AI Data Centers and Energy: The Bigger Picture
Fermi’s story reflects a broader trend: data centers are morphing into energy projects. A recent IEA forecast noted that global data center electricity use will more than double by 2030 thanks to AI [54]. In some U.S. localities, new AI campuses have already caused wholesale power prices to spike over 200% [55]. This spurred state initiatives and federal interest (DOE is reportedly seeking proposals for AI data power infrastructure [56]).

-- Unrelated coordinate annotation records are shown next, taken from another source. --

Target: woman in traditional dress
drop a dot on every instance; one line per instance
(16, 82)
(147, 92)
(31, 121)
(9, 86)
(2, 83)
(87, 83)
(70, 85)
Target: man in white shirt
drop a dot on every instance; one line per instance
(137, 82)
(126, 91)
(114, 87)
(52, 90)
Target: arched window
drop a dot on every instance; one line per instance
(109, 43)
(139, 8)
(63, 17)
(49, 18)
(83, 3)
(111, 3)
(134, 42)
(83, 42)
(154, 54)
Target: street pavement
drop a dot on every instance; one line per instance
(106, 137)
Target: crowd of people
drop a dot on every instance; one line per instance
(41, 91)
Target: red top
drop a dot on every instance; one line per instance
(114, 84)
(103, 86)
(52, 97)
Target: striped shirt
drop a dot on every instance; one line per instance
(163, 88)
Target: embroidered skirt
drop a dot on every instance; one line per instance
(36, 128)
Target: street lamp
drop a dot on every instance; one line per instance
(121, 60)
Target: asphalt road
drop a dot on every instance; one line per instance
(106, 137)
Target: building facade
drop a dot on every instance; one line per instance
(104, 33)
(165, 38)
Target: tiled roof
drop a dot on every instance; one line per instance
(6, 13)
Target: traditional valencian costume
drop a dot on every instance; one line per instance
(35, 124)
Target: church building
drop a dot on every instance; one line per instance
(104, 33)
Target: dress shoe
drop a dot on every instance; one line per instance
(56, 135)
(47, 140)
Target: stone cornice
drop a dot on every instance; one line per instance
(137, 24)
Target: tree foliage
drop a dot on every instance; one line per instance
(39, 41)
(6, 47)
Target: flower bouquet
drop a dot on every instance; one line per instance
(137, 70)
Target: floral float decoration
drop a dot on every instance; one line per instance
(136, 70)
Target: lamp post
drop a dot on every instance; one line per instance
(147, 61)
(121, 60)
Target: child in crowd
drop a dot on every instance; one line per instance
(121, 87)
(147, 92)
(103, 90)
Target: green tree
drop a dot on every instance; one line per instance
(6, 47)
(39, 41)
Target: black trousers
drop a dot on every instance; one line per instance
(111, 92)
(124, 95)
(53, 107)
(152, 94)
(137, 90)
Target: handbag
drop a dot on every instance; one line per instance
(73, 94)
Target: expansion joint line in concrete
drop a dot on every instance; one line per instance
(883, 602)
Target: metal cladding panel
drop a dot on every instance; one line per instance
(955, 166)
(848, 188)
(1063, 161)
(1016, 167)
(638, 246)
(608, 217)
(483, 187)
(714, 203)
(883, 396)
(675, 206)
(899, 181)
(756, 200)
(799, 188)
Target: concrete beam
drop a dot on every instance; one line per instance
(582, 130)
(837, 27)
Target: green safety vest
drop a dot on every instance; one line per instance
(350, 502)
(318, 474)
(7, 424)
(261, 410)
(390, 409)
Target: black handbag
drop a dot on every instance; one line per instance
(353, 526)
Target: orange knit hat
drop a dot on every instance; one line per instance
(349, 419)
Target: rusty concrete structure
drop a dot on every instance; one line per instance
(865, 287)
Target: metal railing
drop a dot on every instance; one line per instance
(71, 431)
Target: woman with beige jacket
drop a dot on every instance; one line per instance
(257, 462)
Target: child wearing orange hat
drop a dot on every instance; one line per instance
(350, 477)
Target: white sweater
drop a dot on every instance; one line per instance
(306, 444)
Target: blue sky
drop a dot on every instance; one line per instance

Fermi taps into these dynamics by pairing compute space with guaranteed power supply. If successful, it could secure long-term “base load” revenues from cloud giants [57]. Fermi’s Haynes Boone lawyers even note that its $11 GW/18M sq ft campus would be one of America’s largest private infrastructure projects [58]. It is now being likened to industry pioneers: its backers emphasize that with its energy-integrated REIT model, Fermi could sit at the frontier of a projected $691 billion data-center market (10%+ CAGR) [59].
Conclusion
In sum, Fermi’s IPO tells us that investors are eager to bankroll once-unthinkable AI infrastructure ventures, even on the strength of a PowerPoint-level plan. Backed by a high-profile team and record dual listing, Fermi has today’s capital markets’ attention. As Renaissance’s Kennedy puts it, the company’s success “speaks to the gold rush happening in AI infrastructure right now” [60]. Yet, as one observer cautions, betting on Fermi is a bet that visioneering can become reality – and that AI tenants will indeed “come” once the giant power plant and data centers are built [61].
Sources: Current news and filings on Fermi America’s IPO and plans [62] [63] [64] [65], including Reuters, Newsweek, Fast Company, Propmodo, E&E/Politico, and industry analyses [66] [67] [68] [69]. All data cited are as reported in these sources.